The pseudo code for the Dimension Mixer forward pass is:

y = BlockDiagonalLinear(blocks=4, hidden_size=768, intermediate_size=3072)(x)
y = nn.GELU(approximate='none')(y)
# y = nn.Dropout(p=0.1)(y) # In general we use dropout only during training
y = BlockDiagonalLinear(blocks=4, hidden_size=3072, intermediate_size=768)(y)
y = nn.LayerNorm()(y)
return y

Finishing it up Link to heading

Since we have defined the Sequence and Dimension Mixer, we can now define the M2 Bert Layer:

class M2BertLayer(nn.Module):
  def __init__(self, hidden_size=768, intermediate_size=3072):
    self.sequence_mixer = MonarchMixerSequenceMixer(hidden_size=hidden_size)
    self.dimension_mixer = DimensionMixer(hidden_size=hidden_size, intermediate_size=intermediate_size)

  def forward(self, x):
    x = self.sequence_mixer(x)
    x = self.dimension_mixer(x)
    return x

And to get a BERT model we just stack a couple of M2 Bert Layers, and that is it.

Performance Link to heading

The biggest benefit of M2 Bert is that it achieves 9x the throughput for a sequence length of 4096, and it achieves an 27% parameter reduction while maintaining the same accuracy.
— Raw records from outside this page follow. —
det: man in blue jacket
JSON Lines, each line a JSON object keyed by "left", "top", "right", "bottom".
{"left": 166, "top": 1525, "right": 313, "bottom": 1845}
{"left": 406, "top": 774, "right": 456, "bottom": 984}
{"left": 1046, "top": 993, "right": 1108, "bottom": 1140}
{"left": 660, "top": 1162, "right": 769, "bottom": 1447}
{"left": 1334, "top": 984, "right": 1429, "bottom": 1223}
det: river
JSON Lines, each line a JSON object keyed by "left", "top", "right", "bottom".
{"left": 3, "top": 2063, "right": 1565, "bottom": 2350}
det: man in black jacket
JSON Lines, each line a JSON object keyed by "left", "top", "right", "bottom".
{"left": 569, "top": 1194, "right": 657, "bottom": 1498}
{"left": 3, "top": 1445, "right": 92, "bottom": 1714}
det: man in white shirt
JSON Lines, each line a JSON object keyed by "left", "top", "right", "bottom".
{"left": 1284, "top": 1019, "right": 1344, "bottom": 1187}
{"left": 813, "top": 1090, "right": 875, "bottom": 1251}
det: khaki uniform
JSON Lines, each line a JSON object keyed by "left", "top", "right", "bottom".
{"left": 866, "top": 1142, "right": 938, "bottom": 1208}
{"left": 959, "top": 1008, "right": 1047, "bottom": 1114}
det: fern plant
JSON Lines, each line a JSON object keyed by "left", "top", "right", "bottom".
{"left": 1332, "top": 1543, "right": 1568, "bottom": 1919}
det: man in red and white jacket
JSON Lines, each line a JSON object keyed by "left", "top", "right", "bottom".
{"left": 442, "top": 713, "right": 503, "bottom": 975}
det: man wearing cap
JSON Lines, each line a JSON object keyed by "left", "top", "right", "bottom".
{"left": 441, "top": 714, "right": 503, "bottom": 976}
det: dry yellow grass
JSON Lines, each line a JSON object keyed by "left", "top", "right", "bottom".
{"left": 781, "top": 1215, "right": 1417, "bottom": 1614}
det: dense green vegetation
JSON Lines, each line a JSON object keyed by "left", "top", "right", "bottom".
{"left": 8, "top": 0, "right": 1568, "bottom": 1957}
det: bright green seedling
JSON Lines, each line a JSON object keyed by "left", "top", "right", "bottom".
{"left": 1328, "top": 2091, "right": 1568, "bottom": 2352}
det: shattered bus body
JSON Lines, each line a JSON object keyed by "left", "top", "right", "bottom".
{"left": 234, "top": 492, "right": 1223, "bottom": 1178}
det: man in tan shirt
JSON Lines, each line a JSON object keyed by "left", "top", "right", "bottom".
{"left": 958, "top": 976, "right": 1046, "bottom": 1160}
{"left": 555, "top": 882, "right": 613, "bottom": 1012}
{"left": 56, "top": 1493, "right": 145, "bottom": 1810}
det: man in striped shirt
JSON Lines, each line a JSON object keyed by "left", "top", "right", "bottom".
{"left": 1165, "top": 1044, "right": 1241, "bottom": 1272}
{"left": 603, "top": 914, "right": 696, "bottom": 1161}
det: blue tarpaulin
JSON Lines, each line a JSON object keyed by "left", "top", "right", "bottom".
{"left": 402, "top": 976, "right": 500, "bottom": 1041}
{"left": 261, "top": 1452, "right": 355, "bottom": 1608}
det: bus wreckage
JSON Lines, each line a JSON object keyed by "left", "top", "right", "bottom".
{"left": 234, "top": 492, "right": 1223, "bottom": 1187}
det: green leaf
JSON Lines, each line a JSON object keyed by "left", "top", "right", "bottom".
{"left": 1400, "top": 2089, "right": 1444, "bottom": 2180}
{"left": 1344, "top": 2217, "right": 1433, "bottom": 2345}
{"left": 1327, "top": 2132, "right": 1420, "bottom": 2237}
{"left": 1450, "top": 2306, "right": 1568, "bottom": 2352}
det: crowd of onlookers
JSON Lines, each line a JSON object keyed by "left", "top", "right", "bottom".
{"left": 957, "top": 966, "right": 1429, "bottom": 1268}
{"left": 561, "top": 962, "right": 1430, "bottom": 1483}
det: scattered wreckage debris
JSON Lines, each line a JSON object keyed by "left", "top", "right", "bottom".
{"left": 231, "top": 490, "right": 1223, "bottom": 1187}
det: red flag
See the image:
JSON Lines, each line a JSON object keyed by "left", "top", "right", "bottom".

This allows us to train significantly larger models with the same resources.

Conclusion Link to heading

In the past, I read a lot of research about how to speed up or increase the context size of the Encoder part of T5. M2 BERT is a fresh take on to do this, and I cannot wait to see how it will work out in practice. In the meantime I reignited my interest in State Space Models and discovered Hydra which is a Bidirectional extension of Mamba. There is this new trend of combining Attention and State Space Models, an example of which is Samba. In my personal opinion the combination of Hydra and M2 Bert could lead to an exremely powerful and efficient model.